Saturday, May 05, 2007

boring

a inclinação para o amor. nas mulheres
a inteligência, evidentemente.
a linguagem não permite verbalizar tudo.
a mim só a cumplicidade me afecta. a
paixão que sentem por nós. mais uma.
aborreço-me, já disse. acaba tudo no lixo,
não é verdade? acumulou-se o tédio e a
pressão. alguma coisa se perdeu no minucioso
processo. alguns filmes tiveram uma profunda
intenção amorosa. não foi enquanto a idolatrava,
juro. batem tão perto um do outro os corações.
dói-me a cabeça. cansa-me ter de telefonar.
como ser assimilado pela linguagem? como
viver sem a literatura? é criminoso. odeio
ter copos e pratos. há cura para os males
que nos afligem? palavreado. em silêncio, sim,
em silêncio. detesto fazer as malas, arrumar livros.
dissimulada, santa, escorraçada. não quero
mudar de casa, já disse. onde fica à espera

de sair o que não encontrou uma porta ou uma
janela? o tédio do passado. lê-se nos olhos das
pessoas. memórias que não me interessam. e no
sofá de coiro preto, lembras-te? é uma questão,
no entanto, de nos sentirmos mais ou menos
antecipadamente abandonados. entre nós
e quem nos ama não há nada a escolher. fica-se
só por acaso. estou farto. não se pode arriscar.
eu sempre escolhi a mulher que devia. forçosamente,
alguma coisa se deteriorou. garfos e facas. oiço
música se me apetecer. gosto de alguma pintura.
gosto de trabalhar. há uma semana que estou
constipado. ilusões, só ilusões. já não sei se
dependo do que me impede de pensar. a percepção
tem influência em mim. amam-nos, não nos veneram.

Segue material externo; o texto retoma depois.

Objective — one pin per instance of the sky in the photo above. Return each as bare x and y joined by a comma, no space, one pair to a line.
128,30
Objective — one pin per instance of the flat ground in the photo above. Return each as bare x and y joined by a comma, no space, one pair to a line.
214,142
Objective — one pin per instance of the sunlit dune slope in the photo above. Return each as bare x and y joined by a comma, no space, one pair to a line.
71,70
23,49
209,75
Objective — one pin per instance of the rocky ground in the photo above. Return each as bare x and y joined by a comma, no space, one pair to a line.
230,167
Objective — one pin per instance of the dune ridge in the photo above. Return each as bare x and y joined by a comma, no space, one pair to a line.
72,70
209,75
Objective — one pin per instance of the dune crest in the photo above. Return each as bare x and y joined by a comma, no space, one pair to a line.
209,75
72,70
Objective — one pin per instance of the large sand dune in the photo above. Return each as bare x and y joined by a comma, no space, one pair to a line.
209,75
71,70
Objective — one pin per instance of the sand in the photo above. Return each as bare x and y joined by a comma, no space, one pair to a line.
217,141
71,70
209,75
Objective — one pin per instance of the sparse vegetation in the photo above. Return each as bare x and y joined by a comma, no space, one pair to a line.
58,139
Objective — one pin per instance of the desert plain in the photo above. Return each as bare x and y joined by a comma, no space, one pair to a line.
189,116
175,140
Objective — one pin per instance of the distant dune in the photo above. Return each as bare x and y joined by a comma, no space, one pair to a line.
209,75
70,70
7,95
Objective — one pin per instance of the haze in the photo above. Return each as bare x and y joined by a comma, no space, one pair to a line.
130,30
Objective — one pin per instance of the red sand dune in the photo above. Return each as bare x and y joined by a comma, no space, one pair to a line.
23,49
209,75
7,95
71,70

nunca a desprezei. desse modo, quero dizer.
dependo do futuro? das montanhas e dos rios?
não há solução. não tenho força para me abandonar.

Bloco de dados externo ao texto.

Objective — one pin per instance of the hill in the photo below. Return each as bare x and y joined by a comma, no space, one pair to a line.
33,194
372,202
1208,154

ninguém ama ninguém. ninguém.
o amor é invisível.
o facto de vir a expirar o indizível,
transforma-o? o
peso da censura. o que é que me
fascina mais? o
telefone, ah o telefone, incessantemente.
onde
estaríamos neste momento se? os corações
a
amputar com uma faca. para cortarem a água, a

luz, o gás, sim, é isso. e para quê tanta canseira?
para quê ter
mesas, cadeiras, camas? para onde
vai o remorso?
pode dizer-se que temos saudades
do futuro?
pode quando muito adivinhar-se,
pressentir-se,
inventar-se. podia estar-me nas
tintas para tudo
o que me vai acontecendo. porque
é que me
incomodo a incomodar-me com tantas
perguntas?
porque é que não paro de fumar?
porque estou
sentado diante do computador a
escrever há
horas? porque não temos saudades
do futuro?
preciso de sair de casa. quando me
lembro
disso. há alguma coisa lá fora que se
possa
presenciar? estamos sós. reconstruction.
reconstruir sem parar. os buracos negros da
culpa. recordo algumas pessoas que foram
simpáticas comigo. no rosto pode sofrer-se
tudo isso. e nota-se. talvez. não a adorei sempre.

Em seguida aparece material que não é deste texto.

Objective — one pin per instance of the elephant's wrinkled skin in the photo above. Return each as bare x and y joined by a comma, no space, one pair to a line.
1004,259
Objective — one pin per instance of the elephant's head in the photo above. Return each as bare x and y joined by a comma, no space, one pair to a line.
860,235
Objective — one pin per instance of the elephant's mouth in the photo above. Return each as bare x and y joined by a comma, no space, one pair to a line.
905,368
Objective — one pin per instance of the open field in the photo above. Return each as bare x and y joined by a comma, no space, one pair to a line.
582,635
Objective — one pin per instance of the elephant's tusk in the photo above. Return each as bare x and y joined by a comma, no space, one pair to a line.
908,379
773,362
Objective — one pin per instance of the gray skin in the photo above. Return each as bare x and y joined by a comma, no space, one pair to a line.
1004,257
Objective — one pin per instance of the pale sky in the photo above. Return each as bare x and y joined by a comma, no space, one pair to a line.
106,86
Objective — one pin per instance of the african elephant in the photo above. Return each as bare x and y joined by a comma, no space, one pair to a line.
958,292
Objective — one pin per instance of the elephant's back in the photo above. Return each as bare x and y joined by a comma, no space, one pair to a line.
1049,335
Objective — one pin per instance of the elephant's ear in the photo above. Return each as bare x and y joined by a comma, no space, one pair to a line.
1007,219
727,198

se eu não estivesse tão constipado. se eu não
fosse tímido, algumas hipóteses transformavam-se
em sucesso ou em fracasso. se eu soubesse, ah
se fosse possível. sei que sou amado. sem
terem, que eu saiba, razão particular para me
odiarem. ser feliz é ter falhado na vida, eu sei.
seria despropositado perceber o que se passa.
sim, sei e não sei tudo isso. só ela me conheceu,
penso eu de vez em quando. só me deixaram o
tédio como solução. a indiferença é enorme,
já se sabe. o que não se pode dizer. tantas
caixas de cartão para encher. tenho uma
pontaria afinada para escolher a mulher
que um dia deixará de me amar. todos os dias
penso no assunto. não é por falta de competência.
um amor inconfessável. e que nós temos de ignorar.
um dia. mas não me leva a desistir. uma catástrofe
abateu-se sobre a minha vida. veementemente,
ignorante ainda, espero pelo único acontecimento: o
amor. uma vez mais, a milésima. maldita gripe que. vou
cansar-me a pôr em ordem o que está desarrumado. whisky
em garrafas meias ou quase cheias. indícios e tanto pó.